Over the past year, I gobbled down the numbers. I felt a strange intoxication with having a sense of where things were headed and seeing them move, painfully, sadly in that direction. Anthony Fauci, and most of the medical community, played Cassandra to a population that wished for another outcome. As if wishing could make it so. But what good did it do to know? What effect did my knowing have on anyone other than me? The numbers were a despairing gruel that neither nourished nor encouraged me. I had to wait them out. Eventually, I stopped reloading the numbers every hour and settled on the grim results that appeared each morning in the New York Times.

So what’s the point? Partly this: when you see it coming, get ready: hurricane, pandemic, or whatever is on the horizon of time and place. Get ready before you see it. You have been sick before; people have been sick around you. We should have known better, and our ignorance cost lives. The obvious is always right there.

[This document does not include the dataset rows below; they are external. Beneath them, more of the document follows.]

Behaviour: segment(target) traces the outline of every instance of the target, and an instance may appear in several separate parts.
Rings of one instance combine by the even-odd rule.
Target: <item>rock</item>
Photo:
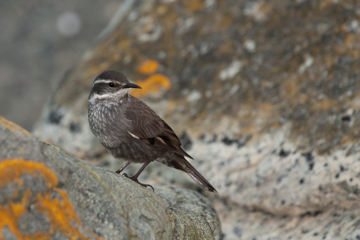
[[[97,154],[97,164],[113,163],[87,127],[86,98],[98,74],[119,70],[143,87],[132,94],[183,136],[192,164],[218,190],[204,193],[225,240],[353,239],[360,234],[353,213],[360,207],[356,9],[327,1],[134,5],[64,78],[34,134],[93,163]],[[157,163],[140,175],[197,188],[184,176]]]
[[[211,202],[193,191],[156,193],[38,140],[0,117],[0,237],[219,239]]]

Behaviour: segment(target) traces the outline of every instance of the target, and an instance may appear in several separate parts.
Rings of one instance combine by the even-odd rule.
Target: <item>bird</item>
[[[123,73],[106,70],[95,78],[88,99],[89,124],[94,135],[115,159],[127,161],[115,172],[120,174],[131,163],[142,163],[133,177],[123,175],[154,191],[138,178],[149,163],[157,161],[185,172],[206,190],[217,193],[185,159],[193,158],[181,148],[172,129],[149,107],[129,94],[131,88],[141,89]]]

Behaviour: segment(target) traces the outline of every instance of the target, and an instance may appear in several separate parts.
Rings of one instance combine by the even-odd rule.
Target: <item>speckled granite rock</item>
[[[220,239],[219,219],[203,196],[154,186],[165,203],[1,117],[0,159],[1,239]]]
[[[91,136],[86,99],[98,74],[121,71],[218,191],[209,196],[225,239],[252,230],[243,239],[308,239],[308,227],[319,230],[314,239],[353,239],[360,228],[352,213],[360,207],[359,4],[135,4],[64,78],[34,132],[111,162]],[[183,173],[149,167],[141,176],[148,182],[197,187]],[[281,227],[284,219],[296,220]]]

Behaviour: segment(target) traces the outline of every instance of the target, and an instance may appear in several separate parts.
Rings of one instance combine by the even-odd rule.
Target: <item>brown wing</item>
[[[131,133],[149,144],[193,159],[181,148],[181,143],[171,128],[142,101],[129,96],[132,106],[125,114],[132,123]]]

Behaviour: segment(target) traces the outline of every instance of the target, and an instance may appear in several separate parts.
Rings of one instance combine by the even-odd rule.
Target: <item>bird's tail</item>
[[[178,157],[176,158],[176,160],[171,161],[171,163],[168,165],[169,167],[186,172],[194,181],[208,191],[217,192],[212,185],[185,159],[184,156],[176,155]]]

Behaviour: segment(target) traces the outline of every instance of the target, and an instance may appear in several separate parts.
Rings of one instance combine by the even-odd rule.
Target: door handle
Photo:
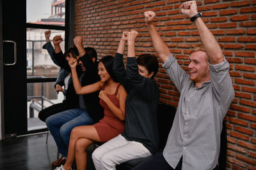
[[[10,41],[10,40],[3,40],[3,41],[4,43],[12,43],[13,44],[13,47],[14,47],[14,62],[13,63],[10,63],[10,64],[5,64],[4,63],[4,66],[13,66],[15,65],[17,63],[17,44],[15,41]]]

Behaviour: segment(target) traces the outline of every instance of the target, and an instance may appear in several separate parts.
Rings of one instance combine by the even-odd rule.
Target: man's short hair
[[[190,54],[193,53],[193,52],[197,52],[197,51],[203,51],[205,52],[205,49],[204,48],[204,46],[202,44],[200,44],[198,45],[196,45],[193,48]]]

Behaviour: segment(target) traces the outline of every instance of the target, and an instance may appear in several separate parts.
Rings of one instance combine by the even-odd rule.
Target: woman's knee
[[[81,138],[79,139],[76,142],[76,146],[75,146],[75,150],[76,152],[84,152],[85,150],[87,148],[88,145],[90,145],[88,143],[86,143],[86,141]]]
[[[92,159],[100,162],[103,153],[100,148],[96,148],[92,154]]]

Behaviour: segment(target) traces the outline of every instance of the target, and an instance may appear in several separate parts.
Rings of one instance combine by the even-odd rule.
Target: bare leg
[[[86,138],[80,138],[76,143],[76,163],[77,170],[86,169],[86,148],[93,142]]]
[[[95,128],[92,125],[78,126],[74,128],[71,132],[70,138],[69,139],[68,156],[66,163],[65,163],[63,166],[65,169],[69,170],[72,168],[72,165],[75,160],[76,143],[80,138],[86,138],[91,140],[92,143],[92,141],[100,141]],[[86,146],[86,148],[88,146]]]

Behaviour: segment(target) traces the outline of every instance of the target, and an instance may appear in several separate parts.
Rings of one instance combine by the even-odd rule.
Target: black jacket
[[[64,57],[62,52],[55,53],[54,57],[62,68],[71,73],[68,62]],[[82,87],[99,81],[100,78],[98,74],[97,65],[92,61],[90,57],[87,56],[86,53],[82,56],[80,59],[86,68],[85,74],[82,78]],[[79,77],[83,73],[81,67],[77,65],[76,66],[76,71],[77,76]],[[101,107],[99,103],[99,91],[97,91],[83,95],[87,111],[95,123],[102,119],[104,116],[103,108]],[[76,97],[74,97],[74,94]],[[79,108],[78,95],[76,93],[73,83],[70,83],[67,90],[66,102],[72,103],[72,104],[74,104],[76,103],[77,108]]]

Yes, while knowledge can be overwhelming, there must be a sweet spot: enough information to teach us and lead us into productive discomfort without flooding us into anxious inaction The only way we learn is by exposure.

But there’s something more.

There must be a reason that the pandemic of 1918-19 disappeared from memory. Why and what do we forget? We forget, or remember selectively, and not just about events like pandemics. I’m not aiming at what we don’t retain. As a teacher, I am too aware that students do not retain everything. I wonder why do we forget some things and not others? This is not a reflection just on this pandemic or the last or the run of diseases.  What else have I forgotten? I scramble to instill new habits and new awarenesses or avoid falling down the well of past practices. To borrow from Robert Creely, “[w]hat am I to myself that must be remembered, insisted upon so often”? But more, what have I failed to remember and insist upon?

We resume the remembered rhythms of our lives and return to our old habits and anxieties as if they were never interrupted. Repetition has essential gravity and draws us back. Except sometimes some things should interrupt us. The persistent nudge of discomfort—that we do have something new to learn and some new way to behave—should goad us onto a new course. Except, we stay the course and return to the known, even if it is a life half-lived.

I can (and I suspect that I will) point to the world and shout, “J’accuse! You forgot!” I shout at myself. I must insist that I remember—or that I remember to insist. I write in the face of forgetting, in the face, to borrow once more from Creely, of “the tiredness, the fatuousness, [and] the semi-lust of intentional indifference.” I must return to the hard work of insistence.

The pandemic passes, the lessons must not.